WASHINGTON — In a ghost town of dead coral off a remote Pacific island, scientists have found a bit more life.
In excursions a year ago and then last April, scientists examined the normally stunning coral reefs around the island of Kiritimati and pronounced it mostly a boneyard of dead coral. About 85 percent of the coral was dead, 10 percent was sick and bleached but still technically alive, and only 5 percent was doing OK.
The same scientists returned this month and found that 6-7 percent of the coral is alive and not bleached, said University of Victoria coral reef scientist Julia Baum, speaking by Skype from the island.
“We left with a sense of dread and came back with a renewed purpose because there are some corals that literally came back from the brink,” said Georgia Tech climate scientist Kim Cobb, who returned from the expedition earlier. “It’s the best we could have hoped for.”
Many of the fish that rely on the reef and had been absent seem to be back, Cobb said.
Hot water — mostly from El Nino, the natural occasional warming of the Pacific that changes weather worldwide, and man-made global warming — had made the area one of the worst hit coral spots in the world. Later, nearby Jarvis Island was even more damaged. And the death of 85 percent of the coral of the better known and much larger Great Barrier Reef has been reported, said C. Mark Eakin, coral reef watch coordinator for the National Oceanic and Atmospheric Administration.
“But despite this mass mortality, there are a few small signs of hope,” Baum said. “It’s clear that coral reefs have great resilience and the coral here is trying to recover.”

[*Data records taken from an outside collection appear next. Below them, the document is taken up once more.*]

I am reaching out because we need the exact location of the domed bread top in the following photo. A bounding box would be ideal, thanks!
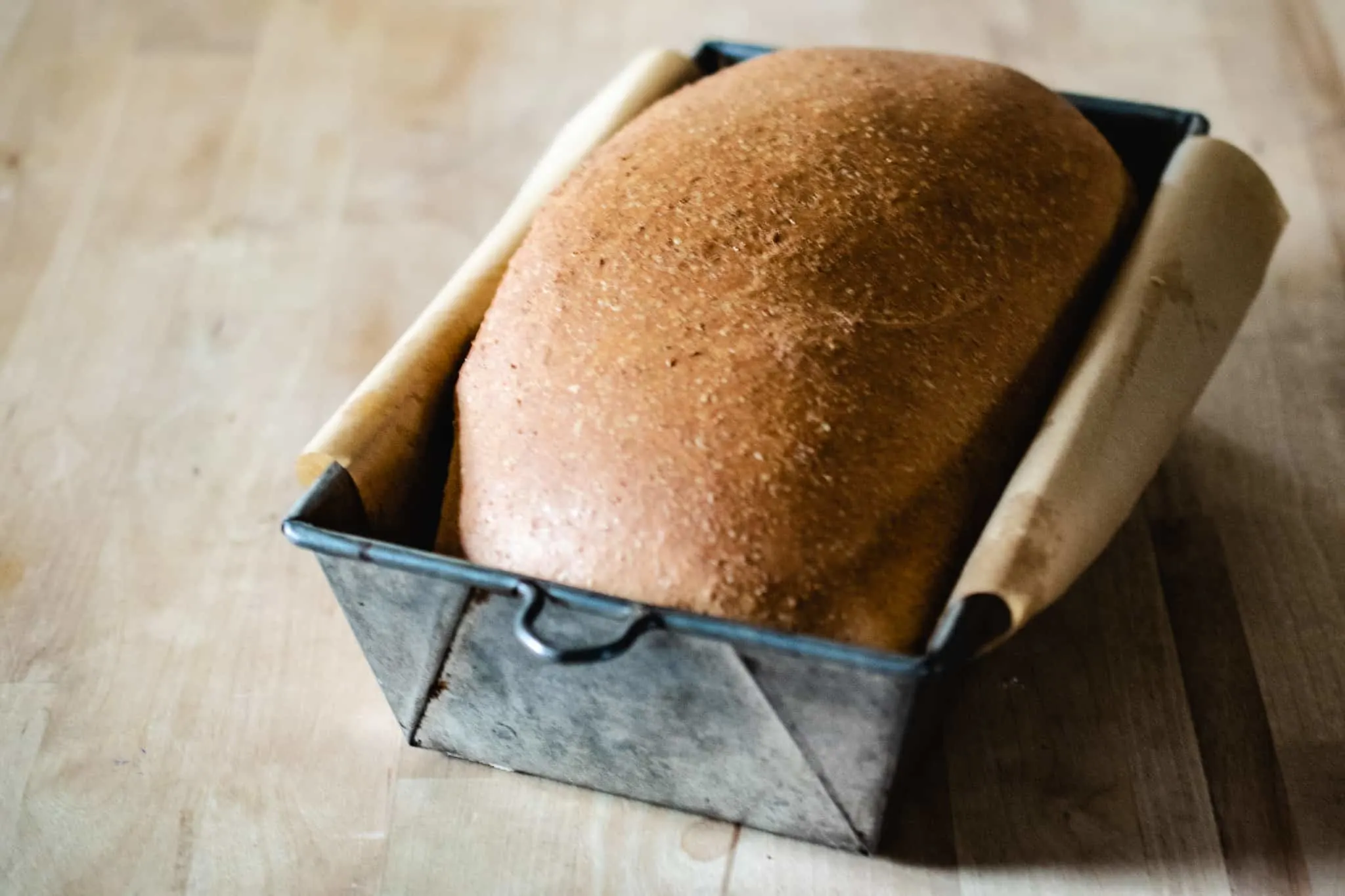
[457,50,1128,650]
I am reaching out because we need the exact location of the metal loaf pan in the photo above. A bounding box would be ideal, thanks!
[284,41,1208,851]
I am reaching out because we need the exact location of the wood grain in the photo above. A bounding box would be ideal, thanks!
[0,0,1345,896]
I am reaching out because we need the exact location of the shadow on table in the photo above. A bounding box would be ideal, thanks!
[879,427,1345,893]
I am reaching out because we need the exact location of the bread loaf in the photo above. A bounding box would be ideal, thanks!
[457,50,1128,650]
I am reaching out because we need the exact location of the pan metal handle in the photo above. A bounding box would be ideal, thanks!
[514,580,662,665]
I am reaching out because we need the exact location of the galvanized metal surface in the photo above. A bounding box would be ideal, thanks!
[413,595,915,849]
[285,43,1208,850]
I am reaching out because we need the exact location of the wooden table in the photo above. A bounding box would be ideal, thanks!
[0,0,1345,896]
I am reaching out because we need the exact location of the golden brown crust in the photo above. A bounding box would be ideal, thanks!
[457,50,1127,649]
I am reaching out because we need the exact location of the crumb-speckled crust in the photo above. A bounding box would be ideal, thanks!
[457,50,1128,649]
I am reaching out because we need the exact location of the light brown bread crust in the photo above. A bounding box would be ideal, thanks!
[457,50,1128,649]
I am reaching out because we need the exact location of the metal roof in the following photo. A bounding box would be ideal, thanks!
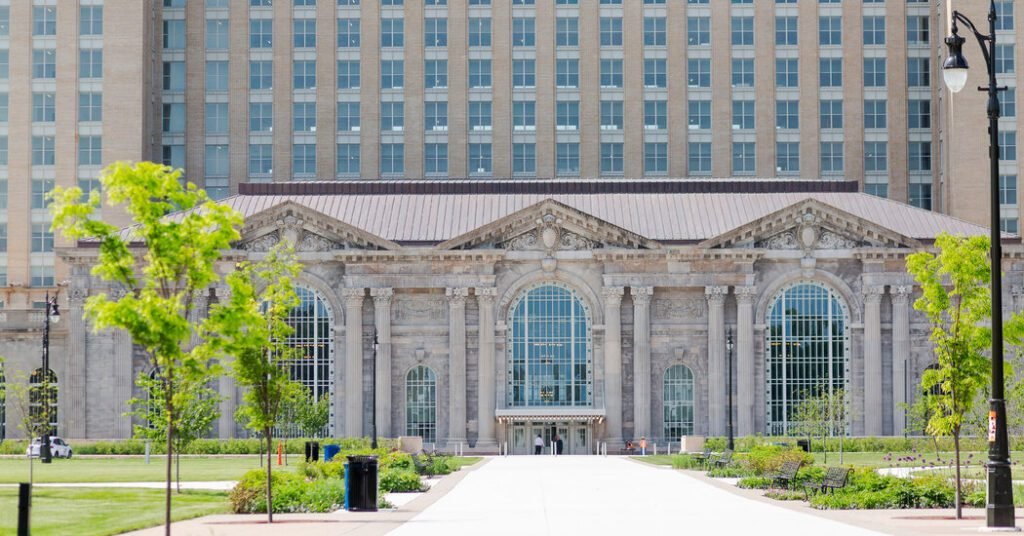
[223,192,988,243]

Not only has some of the bleached coral recovered, she said, but “there are coral babies that have settled on the reef sometime in the last year to year and half and these are the reef’s best hope for recovery.”
A study published Thursday in the journal Current Biology goes back more than a million years and finds that even during mass die-offs, coral species are able to rebound.
Eakin points to Scott reef off western Australia where 12 years after the damaging 1998 El Nino coral die-off, nearly half the original reef revived. But it was damaged again by the recent El Nino.
Even after the recovery seen at Kiritimati, Baum is wary: “It’s like having a patient who is very sick and instead of letting them recover we keep infecting them with more and more illnesses. There’s only so much that any person — or any natural system — can take.”